The Greens switched and voted with the opposition. Why? The vote was over Wellington's town belt land that is owned by the hospital and is now surplus to requirements. As Wellington Central MP, Richard Prebble campaigned for statutory protection of the town belt. Marian Hobbs also promised to promote such protection. Last week Ms Hobbs voted against statutory protection. Health Minister Annette King's inept handling of the Bill not only caused the government to lose the vote but will probably cause Marian Hobbs to lose her seat.
Closing the Gaps
The coalition's attempts to re-spin closing the gaps is tangling them up. Ministers like Steve Maharey have publicly denied closing the gaps is for Maori and Pacific Island people, "...the Closing the Gaps strategy was aimed at improving the lot of all disadvantaged New Zealanders." This has caused great distress amongst the Labour Maori Caucus as they were not included in any cabinet discussions on a policy change.
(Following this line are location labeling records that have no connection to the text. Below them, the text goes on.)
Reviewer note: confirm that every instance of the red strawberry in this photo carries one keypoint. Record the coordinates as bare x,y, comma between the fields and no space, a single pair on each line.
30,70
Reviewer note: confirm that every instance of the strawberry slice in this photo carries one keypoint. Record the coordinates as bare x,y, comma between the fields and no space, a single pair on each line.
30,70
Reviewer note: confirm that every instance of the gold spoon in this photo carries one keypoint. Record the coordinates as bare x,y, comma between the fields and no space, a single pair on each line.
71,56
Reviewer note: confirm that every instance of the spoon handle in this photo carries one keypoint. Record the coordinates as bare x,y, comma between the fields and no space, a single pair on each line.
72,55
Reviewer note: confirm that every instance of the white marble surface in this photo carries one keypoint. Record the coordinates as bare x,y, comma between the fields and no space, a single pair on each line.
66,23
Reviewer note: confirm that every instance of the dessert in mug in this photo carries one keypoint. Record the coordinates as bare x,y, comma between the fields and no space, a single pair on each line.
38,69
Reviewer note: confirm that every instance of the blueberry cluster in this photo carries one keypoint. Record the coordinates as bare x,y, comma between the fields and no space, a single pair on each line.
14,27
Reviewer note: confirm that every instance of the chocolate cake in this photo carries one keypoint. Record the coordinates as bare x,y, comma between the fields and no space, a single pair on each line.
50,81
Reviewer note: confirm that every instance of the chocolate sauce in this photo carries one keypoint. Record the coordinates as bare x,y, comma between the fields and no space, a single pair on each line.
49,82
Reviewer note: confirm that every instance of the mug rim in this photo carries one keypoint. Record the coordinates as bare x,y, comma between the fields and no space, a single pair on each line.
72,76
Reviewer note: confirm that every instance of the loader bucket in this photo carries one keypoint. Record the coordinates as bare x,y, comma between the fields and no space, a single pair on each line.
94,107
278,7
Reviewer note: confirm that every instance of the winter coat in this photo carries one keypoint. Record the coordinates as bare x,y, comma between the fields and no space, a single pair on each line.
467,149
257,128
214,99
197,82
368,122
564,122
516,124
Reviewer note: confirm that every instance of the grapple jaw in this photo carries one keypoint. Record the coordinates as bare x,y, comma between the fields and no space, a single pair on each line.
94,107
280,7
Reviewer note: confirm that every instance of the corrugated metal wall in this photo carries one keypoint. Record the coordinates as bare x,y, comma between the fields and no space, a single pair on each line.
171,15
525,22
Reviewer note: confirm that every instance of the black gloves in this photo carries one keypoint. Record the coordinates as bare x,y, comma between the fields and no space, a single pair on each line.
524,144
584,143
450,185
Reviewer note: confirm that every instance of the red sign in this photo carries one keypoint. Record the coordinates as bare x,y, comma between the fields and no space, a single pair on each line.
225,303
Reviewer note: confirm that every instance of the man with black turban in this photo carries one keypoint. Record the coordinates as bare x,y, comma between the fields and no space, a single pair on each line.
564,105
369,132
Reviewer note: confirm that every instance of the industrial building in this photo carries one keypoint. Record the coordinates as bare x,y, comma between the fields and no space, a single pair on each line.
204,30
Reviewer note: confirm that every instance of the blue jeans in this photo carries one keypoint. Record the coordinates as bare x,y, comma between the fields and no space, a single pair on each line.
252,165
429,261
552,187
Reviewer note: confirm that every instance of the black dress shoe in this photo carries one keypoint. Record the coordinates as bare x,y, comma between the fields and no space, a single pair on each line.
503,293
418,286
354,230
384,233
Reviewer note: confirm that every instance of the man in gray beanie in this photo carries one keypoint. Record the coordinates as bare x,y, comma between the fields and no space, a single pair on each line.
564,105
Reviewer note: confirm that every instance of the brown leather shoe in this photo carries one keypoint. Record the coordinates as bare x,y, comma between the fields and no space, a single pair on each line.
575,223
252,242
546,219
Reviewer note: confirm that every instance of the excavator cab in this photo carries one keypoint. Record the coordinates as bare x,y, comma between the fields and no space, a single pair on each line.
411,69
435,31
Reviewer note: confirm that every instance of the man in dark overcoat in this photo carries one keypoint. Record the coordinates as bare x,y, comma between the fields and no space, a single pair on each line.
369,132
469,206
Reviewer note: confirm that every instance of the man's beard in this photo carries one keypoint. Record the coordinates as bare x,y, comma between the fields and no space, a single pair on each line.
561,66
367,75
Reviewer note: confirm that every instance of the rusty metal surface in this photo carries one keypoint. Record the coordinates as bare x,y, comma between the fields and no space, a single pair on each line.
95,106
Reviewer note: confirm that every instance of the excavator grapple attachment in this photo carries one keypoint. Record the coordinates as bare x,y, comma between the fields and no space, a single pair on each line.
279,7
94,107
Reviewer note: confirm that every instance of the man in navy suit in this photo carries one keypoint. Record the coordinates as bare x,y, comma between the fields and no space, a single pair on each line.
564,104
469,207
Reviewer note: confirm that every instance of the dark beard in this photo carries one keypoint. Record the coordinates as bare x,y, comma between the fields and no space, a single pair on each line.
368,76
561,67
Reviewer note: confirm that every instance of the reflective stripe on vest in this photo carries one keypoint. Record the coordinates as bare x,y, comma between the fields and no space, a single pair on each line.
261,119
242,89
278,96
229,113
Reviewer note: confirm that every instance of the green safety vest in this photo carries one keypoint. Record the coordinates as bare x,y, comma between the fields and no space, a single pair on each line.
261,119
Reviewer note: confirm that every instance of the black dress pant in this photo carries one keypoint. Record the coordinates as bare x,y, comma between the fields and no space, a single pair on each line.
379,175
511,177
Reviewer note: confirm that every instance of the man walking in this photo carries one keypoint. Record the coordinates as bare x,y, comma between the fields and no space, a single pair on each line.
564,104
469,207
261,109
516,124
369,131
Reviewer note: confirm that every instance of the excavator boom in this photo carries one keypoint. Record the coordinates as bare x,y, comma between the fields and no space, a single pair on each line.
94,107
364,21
The Maori Affairs Select Committee, in a very unusual move, summonsed the Prime Minister's officials by name to appear at a select Committee hearing. The Head of the Prime Minister's Department confirmed no Cabinet directive or budget initiative has been changed, and promised to detail exactly what gaps the government intends closing. To be continued.
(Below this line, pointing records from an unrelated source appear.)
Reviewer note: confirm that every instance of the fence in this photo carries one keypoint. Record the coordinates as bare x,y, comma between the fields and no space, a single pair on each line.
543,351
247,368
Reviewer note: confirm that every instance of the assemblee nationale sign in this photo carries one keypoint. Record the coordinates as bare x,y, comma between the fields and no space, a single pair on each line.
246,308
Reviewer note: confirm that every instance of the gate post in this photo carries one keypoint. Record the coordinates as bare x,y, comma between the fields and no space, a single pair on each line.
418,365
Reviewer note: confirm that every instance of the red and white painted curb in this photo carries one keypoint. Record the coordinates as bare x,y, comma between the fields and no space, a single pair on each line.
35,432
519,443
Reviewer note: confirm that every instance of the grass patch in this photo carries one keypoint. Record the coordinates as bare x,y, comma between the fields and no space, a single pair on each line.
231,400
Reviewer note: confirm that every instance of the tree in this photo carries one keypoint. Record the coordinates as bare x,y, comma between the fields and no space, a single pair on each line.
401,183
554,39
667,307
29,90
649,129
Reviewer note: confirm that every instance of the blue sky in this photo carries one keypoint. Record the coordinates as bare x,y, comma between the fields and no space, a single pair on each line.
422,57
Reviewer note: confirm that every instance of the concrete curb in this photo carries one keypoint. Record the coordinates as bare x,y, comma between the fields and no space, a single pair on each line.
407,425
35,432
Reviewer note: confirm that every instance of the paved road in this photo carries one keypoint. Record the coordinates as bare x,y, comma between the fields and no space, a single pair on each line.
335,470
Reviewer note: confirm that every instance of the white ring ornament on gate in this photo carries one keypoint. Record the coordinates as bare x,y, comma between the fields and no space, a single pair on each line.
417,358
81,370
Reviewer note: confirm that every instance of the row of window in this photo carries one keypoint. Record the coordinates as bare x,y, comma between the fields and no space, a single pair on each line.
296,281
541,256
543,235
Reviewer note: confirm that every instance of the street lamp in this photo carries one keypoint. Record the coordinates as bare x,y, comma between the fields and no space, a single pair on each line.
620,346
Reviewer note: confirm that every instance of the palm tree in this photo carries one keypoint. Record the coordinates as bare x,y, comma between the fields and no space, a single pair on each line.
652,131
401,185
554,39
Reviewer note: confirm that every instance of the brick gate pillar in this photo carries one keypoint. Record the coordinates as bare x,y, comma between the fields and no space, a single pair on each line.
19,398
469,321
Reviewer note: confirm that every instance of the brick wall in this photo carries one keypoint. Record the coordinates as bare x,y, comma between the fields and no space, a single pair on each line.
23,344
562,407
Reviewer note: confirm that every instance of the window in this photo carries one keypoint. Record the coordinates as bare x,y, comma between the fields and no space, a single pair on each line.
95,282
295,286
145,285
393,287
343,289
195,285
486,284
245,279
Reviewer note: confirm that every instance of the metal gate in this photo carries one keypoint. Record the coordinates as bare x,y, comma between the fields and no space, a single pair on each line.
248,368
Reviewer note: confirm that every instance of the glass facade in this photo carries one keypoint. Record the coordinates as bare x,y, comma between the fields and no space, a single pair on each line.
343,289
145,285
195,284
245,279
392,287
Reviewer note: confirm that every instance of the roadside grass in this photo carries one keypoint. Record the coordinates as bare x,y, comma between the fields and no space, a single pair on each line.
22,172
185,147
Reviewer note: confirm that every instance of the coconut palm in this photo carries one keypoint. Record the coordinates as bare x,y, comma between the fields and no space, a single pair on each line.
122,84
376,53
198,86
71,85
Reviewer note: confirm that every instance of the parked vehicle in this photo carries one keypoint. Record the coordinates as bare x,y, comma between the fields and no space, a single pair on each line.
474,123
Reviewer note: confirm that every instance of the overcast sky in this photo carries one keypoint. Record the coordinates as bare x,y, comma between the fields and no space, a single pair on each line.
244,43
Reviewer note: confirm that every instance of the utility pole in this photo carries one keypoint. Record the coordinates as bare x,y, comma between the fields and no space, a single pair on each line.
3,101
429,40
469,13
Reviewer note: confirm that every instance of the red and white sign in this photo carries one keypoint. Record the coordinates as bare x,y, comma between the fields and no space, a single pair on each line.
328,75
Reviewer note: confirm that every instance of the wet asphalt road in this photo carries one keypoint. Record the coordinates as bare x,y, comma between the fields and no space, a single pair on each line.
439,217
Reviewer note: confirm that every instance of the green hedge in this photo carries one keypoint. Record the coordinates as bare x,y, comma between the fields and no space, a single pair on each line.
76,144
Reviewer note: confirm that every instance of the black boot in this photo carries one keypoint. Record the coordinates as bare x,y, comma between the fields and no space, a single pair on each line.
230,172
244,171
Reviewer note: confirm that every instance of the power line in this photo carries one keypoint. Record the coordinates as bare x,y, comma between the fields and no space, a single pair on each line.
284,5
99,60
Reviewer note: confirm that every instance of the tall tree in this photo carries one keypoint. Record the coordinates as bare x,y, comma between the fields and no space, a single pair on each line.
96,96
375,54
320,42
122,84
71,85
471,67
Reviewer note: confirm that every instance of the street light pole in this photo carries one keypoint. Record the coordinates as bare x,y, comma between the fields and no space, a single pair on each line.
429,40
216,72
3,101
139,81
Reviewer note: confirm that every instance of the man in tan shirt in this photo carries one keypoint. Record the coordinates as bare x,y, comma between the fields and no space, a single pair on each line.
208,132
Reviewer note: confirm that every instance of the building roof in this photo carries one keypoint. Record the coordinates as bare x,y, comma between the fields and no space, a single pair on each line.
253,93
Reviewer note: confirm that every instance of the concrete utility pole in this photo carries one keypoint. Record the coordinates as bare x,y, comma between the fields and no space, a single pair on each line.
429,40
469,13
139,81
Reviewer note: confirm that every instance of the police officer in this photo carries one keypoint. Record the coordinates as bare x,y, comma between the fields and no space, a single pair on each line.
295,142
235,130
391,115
The Reserve Bank Governor gave a report last week predicting New Zealand would have increased mortgage interest rates, 4 per cent inflation and the worst growth rate in the OECD yet every paper in New Zealand greeted this as good news! But it is the volatility of the New Zealand dollar that will be the next big economic issue. The sheer size of the dollar's swings are creating huge problems. If the dollar appreciates as fast as some economists claim, it will bring as much pain as the rapid drop. Whether New Zealand should continue with the OECD's smallest currency unit will again be a hot topic of debate.
It's No Sin To Be Rich
How many times have you heard the expression 'Money is the root of all evil'? Dr Samuel Gregg, whom ACT hosted as part of his nationwide tour, points out this is actually a misquote. The actual text reads: 'The love of money is the root of all evils' (1 Timothy 6:10). Dr Gregg, is an Australian catholic philosopher, who believes attitudes toward wealth in New Zealand and Australia are 'ridiculed with contradictions.' Dr Gregg argues that while 'no doubt, some rich people have acquired wealth via morally dubious routes... there are also academics, union officials, lawyers, and politicians who attain power through suspect means.' Dr Gregg tried to dispel common myths about wealth. 'Perhaps the greatest is that if one person makes money, then it must be at someone else's expense... Secondly, we should recognise that there is no necessary connection between acquiring wealth and morally dubious acts. It is entirely possible to do well and do good... poverty is also morally hazardous. It can create an environment that encourages people to choose to steal-or worse.' To view an essay by Dr Gregg go to: http://www.act.org.nz/action/archive/nosin.html
The coalition ignored 92 per cent of New Zealanders when it voted down Stephen Franks' Parole Bill. Labour's Jill Pettis said the Bill was racist - "we all know who are in prison," she told Parliament. Muriel Newman's Bill to open the Family Court to public scrutiny is receiving a huge response. Incredible stories have surfaced, like the character who is using Family Court secrecy to suppress a book, so the media is unable to report it. If Muriel's Bill gets to a Select Committee the evidence will shock you. The Family Court has lost touch with the community.